Deep Amazon Image Classification

Welcome to the next post in my ongoing series covering image classification for land use management, a key driver in carbon sequestration. We’re approaching this problem using the CRISP-DM methodology, and have reached step four, modeling. We build up from a simple to a more complex model, and discuss how we will assess the models. We’ll cover their full evaluation in a future post. The code for this post is divided into this Jupyter notebook and this Kaggle kernel, for reasons we discuss.

Baseline Model

When modeling, I always like to start out from a baseline: what’s the simplest thing I can think of? I want to create something without looking much at my data, which I can use as a sanity check that I’m doing better than random guessing. To create a baseline for this problem, let’s look at just the training labels, without the associated images.
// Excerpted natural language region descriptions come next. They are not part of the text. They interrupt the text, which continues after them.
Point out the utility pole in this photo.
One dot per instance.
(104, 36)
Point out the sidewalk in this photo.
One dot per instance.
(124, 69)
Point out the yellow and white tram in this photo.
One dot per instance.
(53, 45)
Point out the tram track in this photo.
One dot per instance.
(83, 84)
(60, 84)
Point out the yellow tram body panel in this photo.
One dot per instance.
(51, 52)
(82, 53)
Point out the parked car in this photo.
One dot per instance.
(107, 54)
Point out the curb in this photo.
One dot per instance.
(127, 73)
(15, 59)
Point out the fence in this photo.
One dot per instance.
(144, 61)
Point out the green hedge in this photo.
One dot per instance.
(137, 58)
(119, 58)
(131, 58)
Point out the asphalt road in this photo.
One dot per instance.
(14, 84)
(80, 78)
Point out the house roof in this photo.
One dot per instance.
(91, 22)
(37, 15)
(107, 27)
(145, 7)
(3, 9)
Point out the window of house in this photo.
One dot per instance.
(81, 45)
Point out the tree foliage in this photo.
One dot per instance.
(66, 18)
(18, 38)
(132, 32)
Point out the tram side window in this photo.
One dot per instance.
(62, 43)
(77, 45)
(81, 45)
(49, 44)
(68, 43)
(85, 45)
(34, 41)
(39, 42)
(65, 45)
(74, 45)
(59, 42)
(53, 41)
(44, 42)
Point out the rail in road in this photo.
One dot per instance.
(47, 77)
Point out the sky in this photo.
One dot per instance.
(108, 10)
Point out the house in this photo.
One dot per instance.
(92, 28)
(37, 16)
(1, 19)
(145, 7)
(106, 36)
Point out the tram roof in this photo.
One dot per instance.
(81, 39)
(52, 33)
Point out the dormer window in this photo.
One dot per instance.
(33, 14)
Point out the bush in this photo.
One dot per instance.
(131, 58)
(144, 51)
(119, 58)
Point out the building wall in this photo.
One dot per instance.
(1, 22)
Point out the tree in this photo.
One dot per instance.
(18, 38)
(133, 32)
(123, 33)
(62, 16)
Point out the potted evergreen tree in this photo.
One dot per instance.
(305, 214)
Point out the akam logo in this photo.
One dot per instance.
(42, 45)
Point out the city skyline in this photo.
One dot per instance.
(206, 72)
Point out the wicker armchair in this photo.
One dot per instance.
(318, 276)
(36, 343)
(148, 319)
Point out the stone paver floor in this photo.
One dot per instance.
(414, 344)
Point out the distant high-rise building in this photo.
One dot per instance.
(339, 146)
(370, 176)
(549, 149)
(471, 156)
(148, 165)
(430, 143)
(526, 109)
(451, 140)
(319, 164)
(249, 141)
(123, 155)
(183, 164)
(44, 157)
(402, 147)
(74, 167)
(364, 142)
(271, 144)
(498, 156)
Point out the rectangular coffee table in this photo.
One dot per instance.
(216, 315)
Recall from our label frequency chart (reproduced at right), primary (rain forest) is the most common label. So a naive approach would be to label every new image as primary. However, we can be a little smarter and add the second most prominent label, as we know an image can have multiple labels, and also that weather is always labeled. Clear is the most common weather label, so we can add that in. Note that we are working here with the data splits that we created in the prior post:

> valid_true = validation_data[label_list] # get the actual labels for the validation set
> # set up an empty prediction vector, length the number of classes
> preds = np.zeros(len(label_list))
> # set the primary and clear labels to positive
> preds[label_list.index('primary')] = 1
> preds[label_list.index('clear')] = 1
> # now populate a prediction matrix, every example just with the primary label
> valid_baseline_pred = pd.DataFrame([preds]*len(validation_data),columns=label_list)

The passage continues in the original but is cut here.